“Avevo quindici anni quando affrontai il mostro armato solo di uno specchio e di una magia.” Questo è il folgorante incipit del recente romanzo breve di Sandrone Dazieri, “Il figlio del mago”. Siamo all’interno della nuova collana “Novelle nere” di Rizzoli, che chiama i migliori scrittori italiani di noir a fornire i loro contributi su cold case celebri. E il mostro di cui si parla, cari amici di Thriller Cafè, è in realtà il mostro con la emme maiuscola, ovvero il mostro di Firenze.
Dazieri decide quindi di confrontarsi con una delle vicende che più ha segnato l’immaginario criminologico del nostro Paese. Lo fa a partire dallo sguardo di un adolescente, Antonio, figlio di un giostraio, che fa il mago nei tendoni circensi, il mago Marcelo e di una madre che non riuscendo a sostenere quella vita è costretta a separarsi quando Antonio ha sei anni, prendendo il figlio con sé per permettergli di andare a scuola. Il padre lo visita soltanto quando il tendone del circo capita dalle sue parti ed è proprio in una di queste visite, nell’estate del 1993, che il mago Marcelo muore misteriosamente nell’incendio del suo camper. Antonio non è convinto che si tratti di una casualità, ma teme che sia stato assassinato. Comincia così un’indagine personale, accompagnata sullo sfondo dal susseguirsi delle cosiddette “morti collaterali” agli omicidi del Mostro di Firenze, che nella vita reale, proprio in quell’anno accadono numerose.
La costruzione della “novella” è magistrale nel suo alternarsi tra elementi reali e dati di fantasia e proprio la capacità nell’integrare benissimo questi due mondi fa di questo breve romanzo un piccolo gioiellino che vi troverete a divorare alla velocità della luce. Del resto, che Sandrone Dazieri sia un grande scrittore non lo scopriamo certo ora, ma l’abilità nel mescolare la straordinariamente evocativa pista esoterica per i delitti del Mostro di Firenze con elementi del proprio vissuto nel mondo dei giostrai è un’idea geniale e la sua resa è veramente perfetta. Consiglio a questo proposito l’attenta lettura della Nota dell’Autore e dei suoi riferimenti bibliografici, un minimo di approfondimento della biografia dell’autore e le puntate di una vecchia trasmissione radiofonica, “Mangiafuoco”, nella quale Dazieri ci parla, tra l’altro, proprio del Mostro di Firenze. Probabilmente, è proprio da questa esperienza di lavoro che lo scrittore ha maturato l’idea di scrivere qualcosa che avesse a che fare con il Mostro di Firenze.

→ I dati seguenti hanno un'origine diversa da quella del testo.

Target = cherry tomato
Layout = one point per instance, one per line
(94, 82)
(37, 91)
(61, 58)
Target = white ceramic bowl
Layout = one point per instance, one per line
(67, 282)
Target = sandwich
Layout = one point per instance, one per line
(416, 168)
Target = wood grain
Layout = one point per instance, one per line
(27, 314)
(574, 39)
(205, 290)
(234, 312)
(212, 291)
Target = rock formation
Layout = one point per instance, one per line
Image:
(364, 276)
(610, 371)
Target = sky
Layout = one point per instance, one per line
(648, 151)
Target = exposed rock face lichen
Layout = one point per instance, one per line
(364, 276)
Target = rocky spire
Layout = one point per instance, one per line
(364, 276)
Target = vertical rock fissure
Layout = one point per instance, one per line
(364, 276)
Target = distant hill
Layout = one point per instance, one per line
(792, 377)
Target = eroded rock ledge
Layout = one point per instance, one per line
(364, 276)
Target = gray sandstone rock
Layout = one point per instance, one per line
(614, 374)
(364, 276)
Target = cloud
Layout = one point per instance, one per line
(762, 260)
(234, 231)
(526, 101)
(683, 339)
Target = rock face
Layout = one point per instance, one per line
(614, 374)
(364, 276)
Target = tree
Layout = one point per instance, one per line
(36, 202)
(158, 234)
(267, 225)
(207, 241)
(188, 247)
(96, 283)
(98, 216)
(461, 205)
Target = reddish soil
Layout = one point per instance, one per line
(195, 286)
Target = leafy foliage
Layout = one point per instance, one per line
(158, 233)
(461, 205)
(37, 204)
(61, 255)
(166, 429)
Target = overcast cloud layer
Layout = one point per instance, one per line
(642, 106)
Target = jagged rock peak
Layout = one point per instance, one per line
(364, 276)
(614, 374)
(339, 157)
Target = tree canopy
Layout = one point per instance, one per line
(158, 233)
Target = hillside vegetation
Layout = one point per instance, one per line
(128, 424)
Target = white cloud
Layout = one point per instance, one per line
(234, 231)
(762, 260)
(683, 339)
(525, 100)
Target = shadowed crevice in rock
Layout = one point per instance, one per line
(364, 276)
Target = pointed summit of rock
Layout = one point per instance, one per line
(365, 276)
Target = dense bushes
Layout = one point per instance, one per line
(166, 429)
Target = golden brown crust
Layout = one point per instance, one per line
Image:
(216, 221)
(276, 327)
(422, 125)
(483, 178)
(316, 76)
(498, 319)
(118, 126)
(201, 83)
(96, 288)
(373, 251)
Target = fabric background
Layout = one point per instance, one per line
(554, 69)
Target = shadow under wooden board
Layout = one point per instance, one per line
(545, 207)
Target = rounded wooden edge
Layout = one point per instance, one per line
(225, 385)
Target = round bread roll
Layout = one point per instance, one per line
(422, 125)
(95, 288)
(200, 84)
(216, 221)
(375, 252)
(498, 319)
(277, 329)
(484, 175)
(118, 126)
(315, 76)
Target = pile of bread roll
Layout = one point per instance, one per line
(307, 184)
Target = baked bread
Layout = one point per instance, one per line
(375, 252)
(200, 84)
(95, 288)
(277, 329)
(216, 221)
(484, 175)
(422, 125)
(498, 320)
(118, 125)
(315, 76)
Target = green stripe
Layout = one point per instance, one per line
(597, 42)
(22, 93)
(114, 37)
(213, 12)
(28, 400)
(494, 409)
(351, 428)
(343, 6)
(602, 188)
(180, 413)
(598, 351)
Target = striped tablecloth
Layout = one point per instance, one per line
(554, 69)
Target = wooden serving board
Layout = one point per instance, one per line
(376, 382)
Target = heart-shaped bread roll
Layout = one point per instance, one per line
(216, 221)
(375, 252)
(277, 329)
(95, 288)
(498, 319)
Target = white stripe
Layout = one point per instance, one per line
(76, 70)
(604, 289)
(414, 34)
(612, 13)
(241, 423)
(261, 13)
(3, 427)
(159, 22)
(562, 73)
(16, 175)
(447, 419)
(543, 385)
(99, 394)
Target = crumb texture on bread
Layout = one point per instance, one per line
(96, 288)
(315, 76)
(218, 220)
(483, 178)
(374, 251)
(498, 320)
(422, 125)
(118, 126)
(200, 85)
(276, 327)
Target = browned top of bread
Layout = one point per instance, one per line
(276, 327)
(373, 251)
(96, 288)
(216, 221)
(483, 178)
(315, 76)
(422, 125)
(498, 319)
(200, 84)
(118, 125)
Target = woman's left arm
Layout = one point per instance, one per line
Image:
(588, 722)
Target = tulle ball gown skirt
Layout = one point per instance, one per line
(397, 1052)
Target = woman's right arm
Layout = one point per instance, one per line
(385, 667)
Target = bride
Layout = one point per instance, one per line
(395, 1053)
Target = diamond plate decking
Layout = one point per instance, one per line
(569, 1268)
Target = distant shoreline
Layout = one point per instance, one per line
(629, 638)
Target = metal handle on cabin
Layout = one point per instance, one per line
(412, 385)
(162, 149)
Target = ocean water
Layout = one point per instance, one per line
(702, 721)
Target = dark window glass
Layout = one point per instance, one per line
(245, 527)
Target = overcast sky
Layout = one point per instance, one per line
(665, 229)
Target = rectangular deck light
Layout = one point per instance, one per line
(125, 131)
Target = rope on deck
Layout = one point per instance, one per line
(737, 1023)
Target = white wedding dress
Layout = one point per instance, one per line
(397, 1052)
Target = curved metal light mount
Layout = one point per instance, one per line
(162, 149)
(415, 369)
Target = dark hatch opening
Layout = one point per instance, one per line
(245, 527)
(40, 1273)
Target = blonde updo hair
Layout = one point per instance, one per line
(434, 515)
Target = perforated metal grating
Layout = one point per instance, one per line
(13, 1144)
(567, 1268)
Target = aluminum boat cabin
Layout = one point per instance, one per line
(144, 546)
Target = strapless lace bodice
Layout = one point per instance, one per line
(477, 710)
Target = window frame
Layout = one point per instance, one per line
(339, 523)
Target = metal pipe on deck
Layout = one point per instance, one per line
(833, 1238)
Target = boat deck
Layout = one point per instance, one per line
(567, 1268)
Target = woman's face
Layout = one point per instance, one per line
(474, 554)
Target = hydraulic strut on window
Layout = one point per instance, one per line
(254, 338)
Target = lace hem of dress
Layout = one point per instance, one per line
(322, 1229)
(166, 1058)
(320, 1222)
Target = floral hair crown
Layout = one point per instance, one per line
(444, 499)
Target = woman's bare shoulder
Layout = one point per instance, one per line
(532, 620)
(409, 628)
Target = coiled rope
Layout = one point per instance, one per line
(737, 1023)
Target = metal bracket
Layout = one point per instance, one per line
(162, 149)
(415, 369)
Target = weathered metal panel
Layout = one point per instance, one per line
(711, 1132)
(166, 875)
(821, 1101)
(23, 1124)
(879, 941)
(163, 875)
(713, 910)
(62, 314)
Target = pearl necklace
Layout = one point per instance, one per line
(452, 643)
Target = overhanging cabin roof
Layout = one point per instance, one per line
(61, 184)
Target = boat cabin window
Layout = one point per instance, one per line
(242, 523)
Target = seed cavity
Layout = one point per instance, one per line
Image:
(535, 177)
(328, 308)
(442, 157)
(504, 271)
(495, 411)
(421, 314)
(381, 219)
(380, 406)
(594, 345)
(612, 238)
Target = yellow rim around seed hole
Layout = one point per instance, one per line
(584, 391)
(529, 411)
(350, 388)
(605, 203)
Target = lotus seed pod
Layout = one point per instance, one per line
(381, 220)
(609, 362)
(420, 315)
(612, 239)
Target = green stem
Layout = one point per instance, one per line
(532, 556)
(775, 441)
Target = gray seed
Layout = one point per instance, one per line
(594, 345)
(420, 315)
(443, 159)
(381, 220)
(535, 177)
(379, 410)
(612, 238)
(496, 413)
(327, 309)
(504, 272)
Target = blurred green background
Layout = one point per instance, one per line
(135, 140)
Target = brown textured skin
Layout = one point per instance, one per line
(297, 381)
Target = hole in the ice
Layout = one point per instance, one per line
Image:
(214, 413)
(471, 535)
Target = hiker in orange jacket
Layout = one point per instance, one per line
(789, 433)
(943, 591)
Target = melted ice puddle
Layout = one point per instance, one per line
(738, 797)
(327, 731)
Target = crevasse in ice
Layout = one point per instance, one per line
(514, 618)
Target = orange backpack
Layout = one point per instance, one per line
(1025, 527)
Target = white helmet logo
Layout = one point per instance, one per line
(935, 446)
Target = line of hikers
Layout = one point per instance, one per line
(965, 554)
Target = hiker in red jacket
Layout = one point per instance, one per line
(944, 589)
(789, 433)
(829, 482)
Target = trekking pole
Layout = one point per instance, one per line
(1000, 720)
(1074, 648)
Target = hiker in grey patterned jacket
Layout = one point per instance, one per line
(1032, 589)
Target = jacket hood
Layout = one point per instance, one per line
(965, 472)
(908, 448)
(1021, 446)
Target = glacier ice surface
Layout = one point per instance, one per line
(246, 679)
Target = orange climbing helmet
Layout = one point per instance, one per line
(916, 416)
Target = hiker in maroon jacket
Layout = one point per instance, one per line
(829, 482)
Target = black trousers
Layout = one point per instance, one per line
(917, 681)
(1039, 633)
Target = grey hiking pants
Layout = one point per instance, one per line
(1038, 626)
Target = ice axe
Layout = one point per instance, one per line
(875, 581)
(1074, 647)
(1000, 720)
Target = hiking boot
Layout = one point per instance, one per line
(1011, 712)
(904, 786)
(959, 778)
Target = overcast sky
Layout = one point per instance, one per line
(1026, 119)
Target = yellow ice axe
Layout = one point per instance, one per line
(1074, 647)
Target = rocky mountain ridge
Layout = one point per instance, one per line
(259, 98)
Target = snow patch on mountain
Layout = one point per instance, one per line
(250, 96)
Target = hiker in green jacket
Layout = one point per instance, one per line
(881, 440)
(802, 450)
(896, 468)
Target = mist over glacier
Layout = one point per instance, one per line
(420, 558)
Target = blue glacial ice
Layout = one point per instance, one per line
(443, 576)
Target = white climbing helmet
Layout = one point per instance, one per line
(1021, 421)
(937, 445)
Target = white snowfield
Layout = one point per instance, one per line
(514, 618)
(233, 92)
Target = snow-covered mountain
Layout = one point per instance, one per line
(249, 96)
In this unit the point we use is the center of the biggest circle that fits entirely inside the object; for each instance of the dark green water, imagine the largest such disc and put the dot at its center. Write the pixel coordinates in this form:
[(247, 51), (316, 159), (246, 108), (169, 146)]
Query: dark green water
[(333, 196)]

Si capisce infatti fin dal principio che chi ha scritto questo breve romanzo conosce benissimo la vicenda reale che l’ha ispirato e le tessere del mosaico si incastrano alla perfezione con gli avvenimenti investigativi e giudiziari. Cosa non facile da fare in un numero di pagine ridotto, perché i nostri avventori più affezionati sanno benissimo che il Mostro di Firenze non è solo un caso, ma è ormai diventata una vera e propria disciplina, studiata in convegni dedicati e coltivata dai cosiddetti “mostrologi”. Una disciplina che parte dallo studio di otto tragici ed efferati delitti, ma collega tra sé mondi interi: quello delle messe esoteriche (che diventa centrale nel racconto di Dazieri), quello del voyeurismo, quello della malavita sarda, quello delle faide toscane di paese, quello della massoneria, fino addirittura a quello delle istituzioni e della politica.
Gran parte del lavoro, a Sandrone Dazieri, glielo fa dunque la cronaca degli avvenimenti reali, delle morti che circondano i veri e propri delitti del Mostro (e per questo sono chiamati “collaterali”). Allo scrittore il merito di aver inventato uno sguardo particolare sulla cronaca, quello del figlio di giostrai che pesca nel vissuto personale di Dazieri, di aver incastrato perfettamente un puzzle difficile da comporre e di aver toccato i tasti giusti del nostro già ben predisposto immaginario, tornando ad appassionarci (se così si può dire) con un caso celeberrimo, che, se vogliamo, è anche uno spaccato eccezionale della vita sociale dell’Italia di quegli anni, proprio come deve succedere con i migliori romanzi noir.